Ann Hepatobiliary Pancreat Surg.  2022 Nov;26(4):347-354. 10.14701/ahbps.22-002.

Outcomes and predictors of response to endotherapy in pancreatic ductal disruptions with refractory internal and high-output external fistulae

Affiliations
  • 1Department of Gastroenterology, King Edward Memorial Hospital and Seth Gordhandas Sunderdas Medical College, Mumbai, India

Abstract

Backgrounds/Aims
Endoscopic retrograde cholangiopancreatography (ERCP) remains the primary treatment for a subset of patients with pancreatic fistulae. The objective of this study was reporting outcomes of ERCP and predictors of resolution in patients with pancreatic fistulae refractory to conservative therapy.
Methods
Retrospective review of patients who underwent ERCP and pancreatic stent placement for pancreatic fistula not responding to medical therapy was performed. Clinical features, laboratory parameters, radiological features and pancreatogram findings were noted. Clinical resolution of fistula was the primary outcome measure.
Results
Sixty-eight patients underwent ERCP for high-output pancreatic fistula (Mean age 34.1 years, 91.1% males, 35/68 chronic pancreatitis, 52.9% alcohol etiology). Internal fistulae (pancreatic ascites, pleural effusion, or pericardial effusion) were seen in 55 (80.9%) patients and external fistula in 13 (19.1%) patients. Technical success for ERCP was 92.6% (63/68). Leak was seen in 98.4% (62/63). The most common leak site was body (69.8%). Multiple leak sites were seen in 23.1%. Pancreatic stricture was found in 36.5%. In 44 (69.4%) patients, stent was placed beyond the site of the leak. Resolution at six weeks was achieved in 76.4% (52/68). On univariate and multivariate analyses, placement of stent beyond site of leak was significantly associated with resolution of high-output fistulae (3/41 [7.3%] vs. 5/19 [26.3%], p = 0.03; odds ratio: 6.5, 95% confidence interval: 1.211–34.94).
Conclusions
In our experience, ERCP was successful in 76% of patients with pancreatic fistulae refractory to conservative therapy. Stent placement beyond the site of leak was associated with higher resolution of fistulae.

Keyword

Pancreatic fistula; Chronic pancreatitis; Acute pancreatitis; Endoscopic retrograde cholangiopancreatography

Figure

  • Fig. 1 Magnetic resonance cholangiopancreatography showing pancreatic leak (arrow) from the tail in a patient with ductal disruption and associated pseudocyst in the neck and proximal body of pancreas. CBD, common bile duct; PD, pancreatic duct; GB, gall bladder.
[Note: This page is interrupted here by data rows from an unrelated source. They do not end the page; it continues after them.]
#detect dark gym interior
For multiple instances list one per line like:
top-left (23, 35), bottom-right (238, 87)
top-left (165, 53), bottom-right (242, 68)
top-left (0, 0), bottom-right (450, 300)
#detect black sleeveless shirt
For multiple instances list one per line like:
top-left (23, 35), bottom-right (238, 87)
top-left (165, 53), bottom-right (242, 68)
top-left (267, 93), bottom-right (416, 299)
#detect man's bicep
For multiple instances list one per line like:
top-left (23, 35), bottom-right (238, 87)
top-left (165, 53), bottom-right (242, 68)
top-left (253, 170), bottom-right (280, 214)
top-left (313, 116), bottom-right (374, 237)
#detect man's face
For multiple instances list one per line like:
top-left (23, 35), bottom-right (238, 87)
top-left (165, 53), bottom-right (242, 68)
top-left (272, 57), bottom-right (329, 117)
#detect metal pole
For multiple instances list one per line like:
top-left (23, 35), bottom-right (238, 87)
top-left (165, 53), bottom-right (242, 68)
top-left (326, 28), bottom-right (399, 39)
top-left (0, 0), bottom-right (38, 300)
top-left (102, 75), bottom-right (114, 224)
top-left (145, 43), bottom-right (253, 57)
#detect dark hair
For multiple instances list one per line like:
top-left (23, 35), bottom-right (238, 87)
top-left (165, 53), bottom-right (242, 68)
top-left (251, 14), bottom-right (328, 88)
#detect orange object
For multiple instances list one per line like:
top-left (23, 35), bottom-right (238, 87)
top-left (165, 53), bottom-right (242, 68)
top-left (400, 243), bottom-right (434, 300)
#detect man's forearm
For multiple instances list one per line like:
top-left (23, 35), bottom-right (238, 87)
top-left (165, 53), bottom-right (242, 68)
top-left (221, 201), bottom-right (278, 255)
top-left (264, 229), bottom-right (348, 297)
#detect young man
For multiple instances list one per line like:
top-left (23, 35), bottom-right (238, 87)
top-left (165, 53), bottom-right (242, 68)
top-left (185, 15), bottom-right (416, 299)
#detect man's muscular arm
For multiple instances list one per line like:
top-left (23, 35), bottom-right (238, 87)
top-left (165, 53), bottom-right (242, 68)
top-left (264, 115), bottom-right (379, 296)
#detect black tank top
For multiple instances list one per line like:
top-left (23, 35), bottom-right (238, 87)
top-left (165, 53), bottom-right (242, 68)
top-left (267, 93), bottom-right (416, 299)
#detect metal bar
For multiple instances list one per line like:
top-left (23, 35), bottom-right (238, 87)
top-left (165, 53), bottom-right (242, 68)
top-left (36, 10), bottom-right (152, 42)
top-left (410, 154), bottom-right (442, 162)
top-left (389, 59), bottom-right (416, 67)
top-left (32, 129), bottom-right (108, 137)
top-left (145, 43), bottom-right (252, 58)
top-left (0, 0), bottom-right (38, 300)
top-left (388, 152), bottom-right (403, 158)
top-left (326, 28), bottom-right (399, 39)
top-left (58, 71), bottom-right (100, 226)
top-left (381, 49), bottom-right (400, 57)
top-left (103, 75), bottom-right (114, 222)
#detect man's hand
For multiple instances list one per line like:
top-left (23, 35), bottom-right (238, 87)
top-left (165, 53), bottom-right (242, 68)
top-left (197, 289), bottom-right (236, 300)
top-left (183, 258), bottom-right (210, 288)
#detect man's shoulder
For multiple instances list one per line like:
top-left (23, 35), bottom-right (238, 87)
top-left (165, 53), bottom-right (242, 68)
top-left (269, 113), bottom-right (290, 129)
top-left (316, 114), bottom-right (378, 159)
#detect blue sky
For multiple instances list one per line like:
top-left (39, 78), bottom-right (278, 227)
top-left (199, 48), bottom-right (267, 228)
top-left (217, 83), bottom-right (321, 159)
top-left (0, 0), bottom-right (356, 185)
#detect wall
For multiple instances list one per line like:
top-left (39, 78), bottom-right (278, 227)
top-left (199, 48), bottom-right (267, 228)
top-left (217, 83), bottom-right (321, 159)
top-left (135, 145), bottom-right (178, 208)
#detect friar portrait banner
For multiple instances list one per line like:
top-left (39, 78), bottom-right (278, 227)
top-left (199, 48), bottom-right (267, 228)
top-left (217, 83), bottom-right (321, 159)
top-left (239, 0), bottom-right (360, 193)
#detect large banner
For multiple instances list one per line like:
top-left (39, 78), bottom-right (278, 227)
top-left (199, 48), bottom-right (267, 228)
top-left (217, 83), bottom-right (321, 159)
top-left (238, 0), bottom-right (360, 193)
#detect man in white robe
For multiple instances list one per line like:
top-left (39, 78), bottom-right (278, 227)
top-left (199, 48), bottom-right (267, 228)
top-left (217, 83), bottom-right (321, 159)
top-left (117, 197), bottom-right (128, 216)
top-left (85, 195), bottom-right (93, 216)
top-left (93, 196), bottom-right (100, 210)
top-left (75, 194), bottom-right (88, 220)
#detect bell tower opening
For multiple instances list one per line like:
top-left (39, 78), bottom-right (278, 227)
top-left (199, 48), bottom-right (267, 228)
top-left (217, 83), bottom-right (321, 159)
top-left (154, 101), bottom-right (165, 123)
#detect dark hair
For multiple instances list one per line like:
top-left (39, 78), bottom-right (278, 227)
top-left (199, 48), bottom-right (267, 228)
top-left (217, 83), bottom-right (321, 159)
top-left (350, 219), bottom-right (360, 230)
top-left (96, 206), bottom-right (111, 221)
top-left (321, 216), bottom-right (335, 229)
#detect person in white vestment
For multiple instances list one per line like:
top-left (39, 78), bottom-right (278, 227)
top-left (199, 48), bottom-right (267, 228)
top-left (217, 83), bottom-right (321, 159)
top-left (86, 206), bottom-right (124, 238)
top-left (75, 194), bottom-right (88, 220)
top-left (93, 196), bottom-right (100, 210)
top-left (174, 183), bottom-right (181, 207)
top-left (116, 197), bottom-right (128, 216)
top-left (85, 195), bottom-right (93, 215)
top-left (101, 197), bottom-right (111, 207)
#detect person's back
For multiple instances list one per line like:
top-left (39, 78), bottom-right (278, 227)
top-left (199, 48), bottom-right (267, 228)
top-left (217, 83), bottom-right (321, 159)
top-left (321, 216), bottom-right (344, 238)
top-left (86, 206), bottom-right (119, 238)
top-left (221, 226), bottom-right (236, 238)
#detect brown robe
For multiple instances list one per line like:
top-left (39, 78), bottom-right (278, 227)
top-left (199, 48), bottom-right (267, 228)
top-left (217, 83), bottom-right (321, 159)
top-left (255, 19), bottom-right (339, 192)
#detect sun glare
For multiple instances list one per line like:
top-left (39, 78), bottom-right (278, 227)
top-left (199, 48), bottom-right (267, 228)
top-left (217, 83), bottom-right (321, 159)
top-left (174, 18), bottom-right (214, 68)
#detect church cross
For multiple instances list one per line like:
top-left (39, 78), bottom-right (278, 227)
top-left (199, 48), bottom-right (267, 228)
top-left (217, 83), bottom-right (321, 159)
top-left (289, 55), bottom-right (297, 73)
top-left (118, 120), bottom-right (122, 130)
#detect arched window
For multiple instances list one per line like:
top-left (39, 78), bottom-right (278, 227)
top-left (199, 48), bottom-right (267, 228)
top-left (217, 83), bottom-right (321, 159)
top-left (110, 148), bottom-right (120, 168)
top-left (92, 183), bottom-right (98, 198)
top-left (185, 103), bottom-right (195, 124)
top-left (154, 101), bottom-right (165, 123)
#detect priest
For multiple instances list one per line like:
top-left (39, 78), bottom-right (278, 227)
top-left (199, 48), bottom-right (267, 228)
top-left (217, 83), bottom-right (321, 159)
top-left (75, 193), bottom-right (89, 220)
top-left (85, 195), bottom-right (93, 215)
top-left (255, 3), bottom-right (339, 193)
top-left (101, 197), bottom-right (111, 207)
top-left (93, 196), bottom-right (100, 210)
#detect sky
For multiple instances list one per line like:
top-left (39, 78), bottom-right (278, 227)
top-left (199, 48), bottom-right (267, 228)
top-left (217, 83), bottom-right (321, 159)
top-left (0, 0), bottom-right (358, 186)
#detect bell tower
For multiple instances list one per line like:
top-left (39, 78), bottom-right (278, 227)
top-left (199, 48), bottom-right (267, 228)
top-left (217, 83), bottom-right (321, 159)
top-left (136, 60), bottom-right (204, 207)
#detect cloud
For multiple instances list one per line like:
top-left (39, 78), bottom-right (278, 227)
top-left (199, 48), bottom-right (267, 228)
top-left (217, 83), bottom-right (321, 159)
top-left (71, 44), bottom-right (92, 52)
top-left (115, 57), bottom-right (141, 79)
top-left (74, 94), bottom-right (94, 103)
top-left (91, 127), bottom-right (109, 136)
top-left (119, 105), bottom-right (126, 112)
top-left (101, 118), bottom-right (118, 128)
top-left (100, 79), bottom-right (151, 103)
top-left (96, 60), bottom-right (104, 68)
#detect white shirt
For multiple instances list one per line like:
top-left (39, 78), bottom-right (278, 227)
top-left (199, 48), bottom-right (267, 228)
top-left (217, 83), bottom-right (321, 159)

  • Fig. 2 (A) Native papilla in a patient with pancreatic pleural effusion and obstructive jaundice. (B) Pancreatogram showing leak in the tail of pancreas (arrow). (C) Pancreatic stent placement done to bridge the leak after sphincterotomy. (D) Stricture in distal common bile duct (CBD) on cholangiogram. (E) Plastic stent placement done in the distal CBD. (F) Fluoroscopic image showing stents in both CBD and pancreatic duct.

  • Fig. 3 Pancreatogram showing disruption in distal body of pancreas (arrow) having a percutaneous drain in peripancreatic collection, with wire passing into the collection.

  • Fig. 4 Pancreatogram showing stricture in region of head (white arrow) with leak from tail of pancreas (black arrow).

  • Fig. 5 Flow diagram of study outcomes. PD, pancreatic duct; ERCP, endoscopic retrograde cholangiopancreatography.